Eine Veranstaltung des Kulturreferates in Zusammenarbeit mit dem Förderverein Kulturgut Franziskanerkloster Warendorf e.V.

 

 


Lesung: Joseph von Eichendorff: Aus dem Leben eines Taugenichts

9. Januar 2025, 18.00 Uhr, Westpreußisches Landesmuseum

Stephan Schäfer, Köln

 

Geschrieben in den Jahren 1822/23 gilt Eichendorffs berühmte Novelle als Höhepunkt „lyrisch-musikalischer Stimmungskunst“ seiner Zeit. Die Sehnsucht nach Freiheit bildet dabei das Leitmotiv. Ein Müller schickt seinen Sohn, den er einen Taugenichts schimpft, hinaus in die weite Welt. Als Ziel nur sein Glück vor Augen, führt ihn sein Weg durch deutsche Landschaften über Wien nach Italien. Für ihn ist es ein Lebensgefühl der Freiheit und Ungebundenheit, „auf Reisen zu gehen“. Neben dem singenden und fiedelnden Taugenichts bevölkern zahlreiche (Lebens-)Künstler die Novelle. Kontrastierend mit den Spießbürgern streben auch sie nach Individualität und Freiheit, distanzieren sich von den vorgegebenen Verhaltensmustern der arbeitenden bürgerlichen Gesellschaft. Sie blicken optimistisch und mutig in die Zukunft und lassen das Leben wander- und abenteuerlustig auf sich zukommen. Theodor Fontane und Thomas Mann sahen im Taugenichts den Urtyp des deutschen musischen Wesens. Ergänzt durch Informationen zum Autor und seinem Werk liest der Kölner Sprecher Stephan Schäfer ausgewählte Passagen der Novelle.

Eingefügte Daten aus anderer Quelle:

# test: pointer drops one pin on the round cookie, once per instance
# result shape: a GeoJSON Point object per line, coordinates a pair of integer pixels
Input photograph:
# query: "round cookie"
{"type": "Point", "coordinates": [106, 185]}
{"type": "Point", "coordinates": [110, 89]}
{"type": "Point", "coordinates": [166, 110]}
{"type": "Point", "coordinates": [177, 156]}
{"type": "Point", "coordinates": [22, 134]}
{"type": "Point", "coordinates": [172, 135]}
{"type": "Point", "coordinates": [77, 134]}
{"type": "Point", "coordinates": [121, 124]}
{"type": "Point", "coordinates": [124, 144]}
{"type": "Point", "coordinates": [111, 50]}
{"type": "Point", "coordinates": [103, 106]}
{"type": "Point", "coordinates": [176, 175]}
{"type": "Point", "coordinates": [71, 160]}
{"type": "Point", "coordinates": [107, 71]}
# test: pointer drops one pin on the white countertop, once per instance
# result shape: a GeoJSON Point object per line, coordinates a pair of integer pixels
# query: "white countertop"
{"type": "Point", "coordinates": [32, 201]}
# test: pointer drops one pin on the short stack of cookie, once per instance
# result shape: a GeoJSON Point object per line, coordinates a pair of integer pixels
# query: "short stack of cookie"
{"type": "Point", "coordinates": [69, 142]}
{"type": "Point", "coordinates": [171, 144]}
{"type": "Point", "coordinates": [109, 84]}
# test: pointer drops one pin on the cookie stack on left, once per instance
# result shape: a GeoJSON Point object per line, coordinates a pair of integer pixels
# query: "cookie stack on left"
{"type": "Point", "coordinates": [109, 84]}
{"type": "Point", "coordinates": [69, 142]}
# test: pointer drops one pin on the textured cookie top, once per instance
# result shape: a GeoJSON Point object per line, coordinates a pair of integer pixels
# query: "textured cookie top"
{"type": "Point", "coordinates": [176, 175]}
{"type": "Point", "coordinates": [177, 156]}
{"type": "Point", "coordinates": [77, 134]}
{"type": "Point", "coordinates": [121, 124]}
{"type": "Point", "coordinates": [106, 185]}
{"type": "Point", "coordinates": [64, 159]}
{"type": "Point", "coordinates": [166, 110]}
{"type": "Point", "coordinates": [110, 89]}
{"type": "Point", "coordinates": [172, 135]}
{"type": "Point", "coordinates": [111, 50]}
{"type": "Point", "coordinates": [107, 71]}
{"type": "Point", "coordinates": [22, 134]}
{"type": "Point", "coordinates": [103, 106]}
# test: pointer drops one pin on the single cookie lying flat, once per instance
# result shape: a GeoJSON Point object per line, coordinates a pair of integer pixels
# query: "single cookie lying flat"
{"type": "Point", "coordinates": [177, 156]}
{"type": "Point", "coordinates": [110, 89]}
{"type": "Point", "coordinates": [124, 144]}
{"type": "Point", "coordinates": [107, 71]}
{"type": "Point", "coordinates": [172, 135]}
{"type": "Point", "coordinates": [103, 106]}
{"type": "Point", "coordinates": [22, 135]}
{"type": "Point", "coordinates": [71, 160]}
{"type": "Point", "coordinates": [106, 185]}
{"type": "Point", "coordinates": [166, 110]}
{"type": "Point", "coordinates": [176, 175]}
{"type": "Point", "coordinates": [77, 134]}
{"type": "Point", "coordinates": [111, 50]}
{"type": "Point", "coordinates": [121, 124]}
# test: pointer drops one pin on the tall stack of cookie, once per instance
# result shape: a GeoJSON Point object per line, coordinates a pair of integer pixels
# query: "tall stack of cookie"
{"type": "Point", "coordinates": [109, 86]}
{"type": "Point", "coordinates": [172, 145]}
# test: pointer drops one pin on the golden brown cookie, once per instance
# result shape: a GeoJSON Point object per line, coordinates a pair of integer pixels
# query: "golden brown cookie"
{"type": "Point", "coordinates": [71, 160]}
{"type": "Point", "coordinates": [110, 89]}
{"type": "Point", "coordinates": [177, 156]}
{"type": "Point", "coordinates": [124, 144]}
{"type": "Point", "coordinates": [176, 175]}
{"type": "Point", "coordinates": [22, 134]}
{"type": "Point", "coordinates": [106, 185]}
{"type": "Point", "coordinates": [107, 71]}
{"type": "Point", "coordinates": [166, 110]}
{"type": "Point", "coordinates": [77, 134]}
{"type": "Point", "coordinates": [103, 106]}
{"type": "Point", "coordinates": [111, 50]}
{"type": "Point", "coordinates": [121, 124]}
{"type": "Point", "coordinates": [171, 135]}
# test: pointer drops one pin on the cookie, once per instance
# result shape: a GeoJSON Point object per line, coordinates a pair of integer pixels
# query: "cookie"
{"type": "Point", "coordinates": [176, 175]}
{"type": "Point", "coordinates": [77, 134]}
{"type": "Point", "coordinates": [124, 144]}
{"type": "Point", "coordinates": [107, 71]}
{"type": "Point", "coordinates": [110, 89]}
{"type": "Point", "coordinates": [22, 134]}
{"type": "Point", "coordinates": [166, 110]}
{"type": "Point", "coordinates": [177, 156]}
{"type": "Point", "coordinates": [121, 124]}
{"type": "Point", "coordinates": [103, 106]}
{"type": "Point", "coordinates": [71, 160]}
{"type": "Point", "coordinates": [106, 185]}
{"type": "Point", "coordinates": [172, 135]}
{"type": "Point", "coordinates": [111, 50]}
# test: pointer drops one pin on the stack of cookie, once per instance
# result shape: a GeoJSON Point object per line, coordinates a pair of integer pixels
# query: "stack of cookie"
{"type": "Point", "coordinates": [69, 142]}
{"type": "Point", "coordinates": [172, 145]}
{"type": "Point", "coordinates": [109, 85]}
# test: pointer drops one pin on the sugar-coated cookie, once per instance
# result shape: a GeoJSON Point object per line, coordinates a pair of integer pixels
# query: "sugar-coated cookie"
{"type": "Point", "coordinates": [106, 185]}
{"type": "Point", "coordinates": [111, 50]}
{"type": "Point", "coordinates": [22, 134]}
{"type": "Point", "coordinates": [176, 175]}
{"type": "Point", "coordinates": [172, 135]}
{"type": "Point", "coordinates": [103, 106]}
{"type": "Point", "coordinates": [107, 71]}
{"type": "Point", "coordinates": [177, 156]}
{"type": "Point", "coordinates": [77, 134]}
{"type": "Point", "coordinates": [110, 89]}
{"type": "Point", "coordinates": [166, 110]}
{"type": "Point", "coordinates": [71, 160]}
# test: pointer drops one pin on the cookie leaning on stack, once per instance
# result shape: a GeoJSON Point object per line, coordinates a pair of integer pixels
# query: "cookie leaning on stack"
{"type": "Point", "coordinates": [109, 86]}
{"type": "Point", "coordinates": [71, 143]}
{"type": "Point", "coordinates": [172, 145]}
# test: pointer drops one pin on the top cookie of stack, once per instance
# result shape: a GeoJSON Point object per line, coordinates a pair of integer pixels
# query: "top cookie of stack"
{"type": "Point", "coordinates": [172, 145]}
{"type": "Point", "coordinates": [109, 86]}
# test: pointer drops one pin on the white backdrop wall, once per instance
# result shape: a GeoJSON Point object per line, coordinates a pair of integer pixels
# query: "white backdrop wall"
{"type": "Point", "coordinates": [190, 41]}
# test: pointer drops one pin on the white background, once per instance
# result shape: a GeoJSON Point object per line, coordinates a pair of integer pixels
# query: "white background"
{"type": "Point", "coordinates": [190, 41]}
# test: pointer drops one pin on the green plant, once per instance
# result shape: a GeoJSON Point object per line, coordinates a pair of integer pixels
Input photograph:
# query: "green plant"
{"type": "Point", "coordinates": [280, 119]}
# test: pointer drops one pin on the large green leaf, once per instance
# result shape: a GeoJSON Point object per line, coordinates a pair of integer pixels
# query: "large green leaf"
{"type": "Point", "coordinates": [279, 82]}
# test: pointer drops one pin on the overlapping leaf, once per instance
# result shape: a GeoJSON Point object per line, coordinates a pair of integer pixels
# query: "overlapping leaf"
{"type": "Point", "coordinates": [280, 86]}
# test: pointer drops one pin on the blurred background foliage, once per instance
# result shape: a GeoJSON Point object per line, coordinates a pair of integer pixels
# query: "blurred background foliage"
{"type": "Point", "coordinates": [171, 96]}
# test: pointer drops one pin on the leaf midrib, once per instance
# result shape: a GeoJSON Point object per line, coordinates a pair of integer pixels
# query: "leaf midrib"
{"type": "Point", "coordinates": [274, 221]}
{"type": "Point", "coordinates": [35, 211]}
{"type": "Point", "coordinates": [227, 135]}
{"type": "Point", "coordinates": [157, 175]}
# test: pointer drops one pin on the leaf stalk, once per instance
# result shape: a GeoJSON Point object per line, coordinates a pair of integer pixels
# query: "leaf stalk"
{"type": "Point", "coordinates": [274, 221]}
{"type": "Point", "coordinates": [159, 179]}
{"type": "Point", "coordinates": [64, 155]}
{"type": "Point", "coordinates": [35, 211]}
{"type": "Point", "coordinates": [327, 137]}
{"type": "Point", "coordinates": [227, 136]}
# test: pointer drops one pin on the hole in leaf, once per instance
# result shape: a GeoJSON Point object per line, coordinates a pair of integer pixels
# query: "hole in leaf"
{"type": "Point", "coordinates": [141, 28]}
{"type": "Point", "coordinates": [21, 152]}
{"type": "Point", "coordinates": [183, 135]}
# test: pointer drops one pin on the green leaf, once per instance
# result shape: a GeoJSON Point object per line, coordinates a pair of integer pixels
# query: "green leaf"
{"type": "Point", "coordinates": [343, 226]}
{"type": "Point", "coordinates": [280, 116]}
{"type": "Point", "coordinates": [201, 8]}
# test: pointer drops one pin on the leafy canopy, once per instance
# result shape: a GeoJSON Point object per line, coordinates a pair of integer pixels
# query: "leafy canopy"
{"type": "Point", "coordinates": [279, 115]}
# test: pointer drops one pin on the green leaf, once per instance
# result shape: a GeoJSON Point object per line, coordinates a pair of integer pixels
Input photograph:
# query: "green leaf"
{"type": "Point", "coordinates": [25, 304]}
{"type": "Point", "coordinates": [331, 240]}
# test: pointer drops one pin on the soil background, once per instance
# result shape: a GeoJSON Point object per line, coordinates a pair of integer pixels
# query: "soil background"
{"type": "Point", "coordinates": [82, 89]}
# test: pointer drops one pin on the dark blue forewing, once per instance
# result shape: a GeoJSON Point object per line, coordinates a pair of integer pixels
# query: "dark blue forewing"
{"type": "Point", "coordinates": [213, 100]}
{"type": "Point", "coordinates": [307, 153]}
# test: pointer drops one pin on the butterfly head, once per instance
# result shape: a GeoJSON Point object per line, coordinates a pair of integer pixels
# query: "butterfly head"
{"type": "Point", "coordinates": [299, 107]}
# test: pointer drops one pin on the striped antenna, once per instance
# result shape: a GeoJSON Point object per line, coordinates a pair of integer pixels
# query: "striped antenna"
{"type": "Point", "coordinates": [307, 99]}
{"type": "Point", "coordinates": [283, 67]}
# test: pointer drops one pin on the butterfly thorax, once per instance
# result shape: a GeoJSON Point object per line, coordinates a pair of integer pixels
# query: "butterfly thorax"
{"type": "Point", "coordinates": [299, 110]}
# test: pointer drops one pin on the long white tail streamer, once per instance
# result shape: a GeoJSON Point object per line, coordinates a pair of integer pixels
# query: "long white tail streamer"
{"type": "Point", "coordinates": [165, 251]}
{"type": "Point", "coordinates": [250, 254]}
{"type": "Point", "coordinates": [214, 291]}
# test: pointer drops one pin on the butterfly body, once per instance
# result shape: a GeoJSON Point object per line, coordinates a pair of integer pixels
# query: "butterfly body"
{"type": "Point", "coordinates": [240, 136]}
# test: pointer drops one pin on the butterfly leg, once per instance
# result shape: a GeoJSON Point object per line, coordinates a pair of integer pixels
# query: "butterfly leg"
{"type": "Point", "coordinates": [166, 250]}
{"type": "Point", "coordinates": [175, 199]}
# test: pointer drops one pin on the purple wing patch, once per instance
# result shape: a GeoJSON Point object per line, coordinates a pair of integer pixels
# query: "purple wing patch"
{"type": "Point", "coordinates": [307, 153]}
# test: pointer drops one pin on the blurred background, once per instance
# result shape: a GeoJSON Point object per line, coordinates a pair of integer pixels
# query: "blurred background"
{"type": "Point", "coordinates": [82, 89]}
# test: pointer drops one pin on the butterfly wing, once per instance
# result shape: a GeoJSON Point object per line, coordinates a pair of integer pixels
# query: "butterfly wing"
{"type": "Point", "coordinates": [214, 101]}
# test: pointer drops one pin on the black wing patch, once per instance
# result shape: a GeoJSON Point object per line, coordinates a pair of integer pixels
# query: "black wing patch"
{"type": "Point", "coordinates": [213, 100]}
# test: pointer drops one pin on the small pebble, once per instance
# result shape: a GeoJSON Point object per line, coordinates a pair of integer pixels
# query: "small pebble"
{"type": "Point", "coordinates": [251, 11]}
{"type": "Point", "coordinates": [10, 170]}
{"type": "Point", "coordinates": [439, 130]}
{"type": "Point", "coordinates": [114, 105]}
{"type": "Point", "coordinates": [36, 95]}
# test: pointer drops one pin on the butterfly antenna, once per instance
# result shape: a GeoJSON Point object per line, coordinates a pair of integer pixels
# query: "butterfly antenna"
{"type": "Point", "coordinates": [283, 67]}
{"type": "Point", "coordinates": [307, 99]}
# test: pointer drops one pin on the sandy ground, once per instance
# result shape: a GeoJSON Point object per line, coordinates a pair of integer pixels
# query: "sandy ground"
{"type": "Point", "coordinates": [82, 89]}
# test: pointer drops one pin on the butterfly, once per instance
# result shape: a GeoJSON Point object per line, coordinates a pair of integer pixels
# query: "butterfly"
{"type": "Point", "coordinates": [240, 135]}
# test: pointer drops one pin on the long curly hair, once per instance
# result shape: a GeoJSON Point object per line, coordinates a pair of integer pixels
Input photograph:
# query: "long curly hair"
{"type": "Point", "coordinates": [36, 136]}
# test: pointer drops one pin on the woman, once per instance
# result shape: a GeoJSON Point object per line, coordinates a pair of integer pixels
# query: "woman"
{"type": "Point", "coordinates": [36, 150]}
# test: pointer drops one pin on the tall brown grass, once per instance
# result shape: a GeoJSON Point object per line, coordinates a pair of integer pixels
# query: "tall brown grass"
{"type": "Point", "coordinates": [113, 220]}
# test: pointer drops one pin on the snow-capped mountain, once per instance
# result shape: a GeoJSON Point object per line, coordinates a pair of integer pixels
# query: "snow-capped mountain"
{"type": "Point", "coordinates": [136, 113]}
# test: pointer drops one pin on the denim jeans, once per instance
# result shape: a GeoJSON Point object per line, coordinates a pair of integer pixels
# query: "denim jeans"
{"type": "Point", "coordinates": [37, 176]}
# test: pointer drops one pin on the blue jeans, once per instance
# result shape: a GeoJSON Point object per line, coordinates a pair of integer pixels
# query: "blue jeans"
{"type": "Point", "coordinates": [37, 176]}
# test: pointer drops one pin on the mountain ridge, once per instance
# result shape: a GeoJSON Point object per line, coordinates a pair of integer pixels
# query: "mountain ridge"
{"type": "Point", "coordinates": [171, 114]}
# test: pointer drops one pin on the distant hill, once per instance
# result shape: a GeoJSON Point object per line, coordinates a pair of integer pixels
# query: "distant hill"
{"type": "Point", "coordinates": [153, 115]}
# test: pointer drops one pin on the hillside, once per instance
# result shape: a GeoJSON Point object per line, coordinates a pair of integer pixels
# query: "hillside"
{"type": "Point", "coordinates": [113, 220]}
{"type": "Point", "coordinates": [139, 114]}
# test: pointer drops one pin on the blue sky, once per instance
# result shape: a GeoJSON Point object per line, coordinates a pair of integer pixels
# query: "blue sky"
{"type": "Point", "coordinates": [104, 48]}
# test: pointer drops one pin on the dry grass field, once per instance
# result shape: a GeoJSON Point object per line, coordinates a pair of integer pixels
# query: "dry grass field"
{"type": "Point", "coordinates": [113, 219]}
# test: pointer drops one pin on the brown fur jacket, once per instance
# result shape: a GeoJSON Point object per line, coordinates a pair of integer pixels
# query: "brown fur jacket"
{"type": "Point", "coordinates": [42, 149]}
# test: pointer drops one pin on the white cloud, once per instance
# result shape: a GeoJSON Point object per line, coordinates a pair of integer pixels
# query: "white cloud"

Stephan Schäfer studierte an der Hochschule für Musik und Theater in Hannover sowie an der Bremer Hochschule für Künste. Zur Vermittlung von Literatur und klassischer Musik gründete er 2001 das „Kölner Künstler-Sekretariat“. Inzwischen wurden von ihm über 1000 Lesungen und Konzerte gestaltet und moderiert. Neben Autorenportraits gilt hier seine besondere Leidenschaft historischen und zeitgenössischen Reisebeschreibungen. Mit Schwerpunkten auf Ländern, Städten und Regionen gastiert Stephan Schäfer bundesweit bei Literaturgesellschaften und auf Festivals, in Bibliotheken, Buchhandlungen und Museen. Themen-Lesungen, speziell für die jeweilige Lokalität konzipiert, führen ihn an für Lesungen eher untypische Orte wie Bahnhöfe, Hotels oder Gärten. Im fruchtbaren Dialog von Texten und Tönen schließlich rundet die Zusammenarbeit mit ausgewählten Musikern das vielseitige Programmangebot ab.